Of course I’m not guilty. You can tell I’m not guilty because guilty people don’t look you in the eye. You can’t see my face over the internet but if you were here, I’d be looking you in the eye. I’d be wearing sunglasses, but they are the kind you can mostly still see through if you try, and you would see that I have the eyes of an innocent man, not in a creepy jar on my desk but in my actual eye sockets, where they live. If you were here you’d see my desk is still covered with fond pictures of the deceased, and you’d see a lot of detailed murder plans, none of which I could have possibly performed because I am an innocent man. The plans are only there because ever since I was accused of murder, I’ve been trying to figure out why it is people think I could have possibly murdered her, and how. Those are hurtful accusations and I don’t think people take that into account when they throw them around.
First of all, I had no motives. Certainly it couldn’t be because I was the primary beneficiary in her will, because it clearly states that I couldn’t get the money if I murdered her, which I was very careful not to do. It’s not like she did anything to royally piss me off, either. Even with her poorly-timed practical jokes getting on my nerves every single Tuesday, even if she did forget my birthday every year and refused to be seen with me in public, I loved this woman. Maybe not in a romantic way, or a platonic way, but certainly as a fellow human being. Good people don’t kill each other, and for the most part she was a good person.
The method was completely wrong, too. Since not killing her I’ve spent a lot of time thinking about how I could have killed her if she wasn’t dead and the M.O. would have been completely different. I could have easily stabbed her, or strangled her, or poisoned her coffee. Lord knows the bitch never checks her coffee for poison in the mornings. Of course, that would have been too easy, too obvious for me. No showmanship. That, I think, is why whoever framed me propped up her corpse behind my building like a department store mannequin and wrote ‘HA HA YOURE DEAD BITCH SHAI WAS HERE” in her blood on the wall behind her. Yes, they got my sense of humor down to a T, but even in a passionate, highly-excited state, I’d never omit an apostrophe, and I would certainly not have addressed this woman that I love as “bitch.”

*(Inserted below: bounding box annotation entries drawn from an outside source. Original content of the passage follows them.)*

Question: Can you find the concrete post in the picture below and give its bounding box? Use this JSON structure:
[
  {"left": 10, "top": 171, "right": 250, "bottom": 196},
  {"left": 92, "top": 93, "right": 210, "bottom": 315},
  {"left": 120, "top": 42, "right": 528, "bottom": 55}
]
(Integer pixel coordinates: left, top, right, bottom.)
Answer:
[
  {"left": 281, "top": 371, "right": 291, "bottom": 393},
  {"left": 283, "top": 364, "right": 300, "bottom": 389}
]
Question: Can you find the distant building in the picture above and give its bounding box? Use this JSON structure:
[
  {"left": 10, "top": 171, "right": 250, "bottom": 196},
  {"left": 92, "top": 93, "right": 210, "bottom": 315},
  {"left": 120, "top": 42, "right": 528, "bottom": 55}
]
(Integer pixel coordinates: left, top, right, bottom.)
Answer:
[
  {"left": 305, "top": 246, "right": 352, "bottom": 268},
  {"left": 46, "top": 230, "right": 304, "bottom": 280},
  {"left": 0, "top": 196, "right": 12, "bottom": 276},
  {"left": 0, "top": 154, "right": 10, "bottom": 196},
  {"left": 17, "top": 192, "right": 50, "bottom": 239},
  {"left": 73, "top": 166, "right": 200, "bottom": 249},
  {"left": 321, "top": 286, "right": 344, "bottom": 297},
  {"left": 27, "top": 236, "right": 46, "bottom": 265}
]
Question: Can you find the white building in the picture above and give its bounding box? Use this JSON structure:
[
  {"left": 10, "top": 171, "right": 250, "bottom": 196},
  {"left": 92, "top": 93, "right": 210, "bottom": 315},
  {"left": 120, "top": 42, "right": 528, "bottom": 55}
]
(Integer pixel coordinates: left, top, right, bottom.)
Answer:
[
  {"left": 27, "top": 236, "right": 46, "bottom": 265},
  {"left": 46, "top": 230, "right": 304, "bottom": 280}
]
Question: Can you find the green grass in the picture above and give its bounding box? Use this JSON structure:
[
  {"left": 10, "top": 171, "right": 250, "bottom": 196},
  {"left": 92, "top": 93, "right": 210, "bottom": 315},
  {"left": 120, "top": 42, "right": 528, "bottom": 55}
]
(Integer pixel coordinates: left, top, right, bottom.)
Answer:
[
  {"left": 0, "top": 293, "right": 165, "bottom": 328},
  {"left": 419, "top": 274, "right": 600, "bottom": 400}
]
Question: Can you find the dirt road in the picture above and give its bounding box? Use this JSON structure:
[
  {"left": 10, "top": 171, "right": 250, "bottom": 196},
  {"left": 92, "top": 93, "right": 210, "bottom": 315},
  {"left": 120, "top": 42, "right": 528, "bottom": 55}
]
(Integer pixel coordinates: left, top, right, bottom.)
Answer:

But if I murdered her I would have been more creative than that. Just off the top of my head, I could have dismembered her and hidden each limb in a different part of town, with a clue stapled to each pointing to where the next part is. Or perhaps I would cure her flesh and make her into sandwich meat. I wouldn’t have eaten them, because Im not a cannibal, but maybe I would have donated them to a local soup kitchen because that’s just the kind of nice guy I am. Or maybe I wouldn’t have killed her at all – I could have just locked her in my basement, cut holes all over her body, and let her bleed to death naturally. But my favorite way of all would have to be shooting her in plain daylight on a busy street and then walking down to the police station to turn myself in. And since that never happened, you can easily see that I am absolutely innocent.